CCTGA is indeed a complex congenital heart disease. Surgical management of CCTGA has evolved from physiologic repair that addressed only the associated structural defects to an anatomic repair that establishes the morphological LV as the systemic ventricle. Although the outcomes with the anatomic repair are better, multi institutional studies are required to refine the indications for surgical intervention especially in absence of associated structural defects.
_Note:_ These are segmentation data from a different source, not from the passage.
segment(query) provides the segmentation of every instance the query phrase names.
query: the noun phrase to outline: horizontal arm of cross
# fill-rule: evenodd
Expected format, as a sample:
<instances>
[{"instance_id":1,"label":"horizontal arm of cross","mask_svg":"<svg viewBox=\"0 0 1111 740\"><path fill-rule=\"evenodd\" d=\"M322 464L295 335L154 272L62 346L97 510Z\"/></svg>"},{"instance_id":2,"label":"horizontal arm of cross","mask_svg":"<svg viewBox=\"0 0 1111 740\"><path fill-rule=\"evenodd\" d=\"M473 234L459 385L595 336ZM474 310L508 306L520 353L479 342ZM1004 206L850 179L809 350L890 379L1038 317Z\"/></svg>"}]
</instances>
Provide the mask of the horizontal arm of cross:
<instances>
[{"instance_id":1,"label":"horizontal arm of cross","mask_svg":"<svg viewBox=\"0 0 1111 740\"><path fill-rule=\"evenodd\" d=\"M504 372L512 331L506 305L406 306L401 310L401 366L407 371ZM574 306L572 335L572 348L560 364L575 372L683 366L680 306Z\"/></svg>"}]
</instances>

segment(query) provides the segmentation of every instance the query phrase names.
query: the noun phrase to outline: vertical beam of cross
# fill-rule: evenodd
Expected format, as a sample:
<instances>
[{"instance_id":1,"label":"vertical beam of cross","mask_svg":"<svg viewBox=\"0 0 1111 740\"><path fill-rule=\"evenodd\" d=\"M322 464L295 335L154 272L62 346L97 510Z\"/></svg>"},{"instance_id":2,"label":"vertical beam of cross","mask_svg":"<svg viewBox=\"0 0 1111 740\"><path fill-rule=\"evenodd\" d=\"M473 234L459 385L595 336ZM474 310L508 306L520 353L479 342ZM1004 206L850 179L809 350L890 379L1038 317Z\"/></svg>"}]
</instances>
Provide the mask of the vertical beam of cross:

Uniform criteria for adequacy of LV to support systemic circulation following retraining need to be defined. The place of destination pulmonary artery bands in older patients and Fontan operation in high risk anatomic repair need further experience and studies as do the indications for heart transplantation.
Conflicts of Interest: The author has no conflicts of interest to declare.
Ethical Statement: The author is accountable for all aspects of the work in ensuring that questions related to the accuracy or integrity of any part of the work are appropriately investigated and resolved.